アメリカンドッグ: 子犬たちはわちゃわちゃ走る

 ドッグランという施設がある。

 犬を放して運動させられる場所だ。

 人慣れ、犬慣れしてもらいたかったのでうちの犬たちも子犬のときから連れていっている。


 犬は社会性のある動物というだけあって、はじめて会った犬同士であっても相手が子犬であればそれなりに教育をする。

 子犬は足の動かし方ですぐわかる。

 まだうまく動かせないけれど駆け回りたい。もどかしさで跳ねるように移動する。

 そんな子犬たちがドッグランにくると行動パターンはだいたい二つである。怖くなってしまって降参ポーズを多用するか、怖いもの知らずのチャレンジャーと化すかだ。


 チャレンジャーパターンの場合、先輩たちに向かって力いっぱいぶつかっていく。

 甘咬みであるが咬み付く子もいる。

 うちは二頭ともチャレンジャーパターンで、太郎丸(仮名)は体当りしまくった挙げ句にマウンティングしようとさえした。

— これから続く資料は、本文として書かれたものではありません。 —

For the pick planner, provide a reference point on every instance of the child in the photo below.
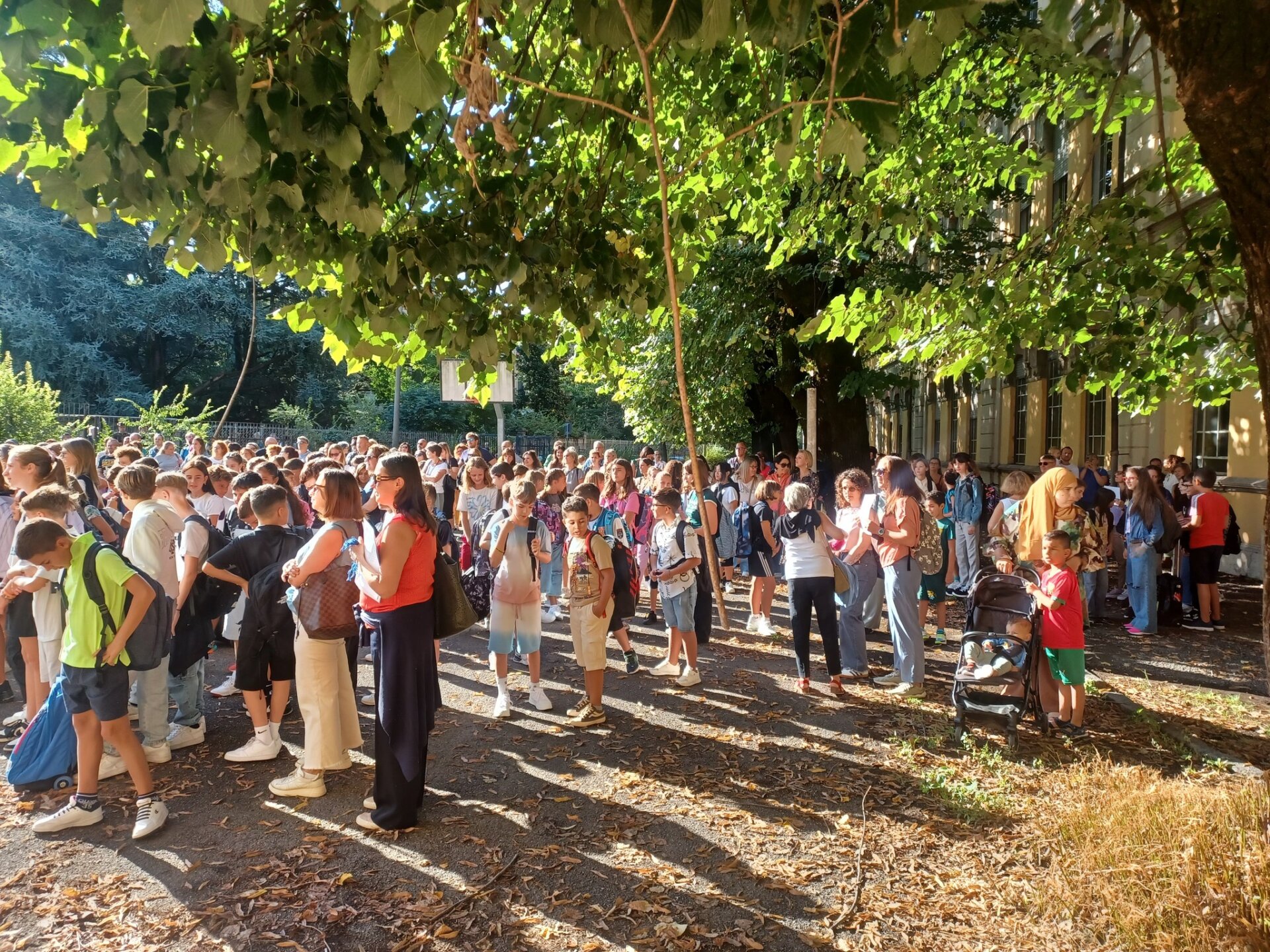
(516, 556)
(550, 510)
(1062, 680)
(151, 547)
(934, 590)
(589, 580)
(265, 654)
(193, 633)
(95, 684)
(677, 554)
(618, 535)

 怖いもの知らずでぶつかってくる子犬たちが本気で怒られることはまずない。

 適度に暴れさせたところで、指導が入る。

 暴れまくった子犬時代の太郎丸(仮名)がどうなったか。彼は先輩にマウンティングしようとしたところでごろんごろんと転がされていた。土俵もないのに突如はじまる相撲の稽古。もう一丁もう一丁と繰り返す太郎丸(仮名)はそのたびにごろごろと転がされていた。ジャック先輩はテリア種だけあって小柄でも強かった。

 犬たちはこうやって遊びの中でやっていいことのラインを学んでいくらしい。

 

 二頭目次郎丸(仮名)は太郎丸(仮名)が事前に念入りに指導をおこなっていたせいか、あまり暴れなかった。でも、やっぱりごろごろと転がされていた。

 

 今ではどちらも指導する側になりつつある。

 先日もデビューして間もない子犬に顔やら首やら耳やらを甘咬みさせ、その後ごろごろと転がしていた。出血しやすい耳とか噛まれて大丈夫かと相手の飼い主のほうが心配していたが、犬たちはまったく気にしていない。


 「ずいぶん偉くなったもんじゃないか?」

 問いかける私に犬たちが笑う。

 「ボクらもいつまでもはしゃいでいられないからね。後進の育成さ」

 上がった口角とゆっくりとゆれる尻尾が話し出す。

 エライ子たちだ……おい、やめろ、マウンティングを教えるのは。こうやるんだ。お前もボクにやってみろじゃないよ。恥ずかしいじゃないか。


 なお相手が大型犬の子犬の場合、数週間もたたないうちに師匠たちは「ざまぁ」(注)されることになる。


注:「ざまぁ」といっても下剋上されるわけではない。彼らは序列を守って「兄ちゃんまた遊ぼう」と来る。ただ、体の大きさが違いすぎて太郎丸(仮名)と次郎丸(仮名)が跳ね飛ばされたり、ひかれたりするだけである。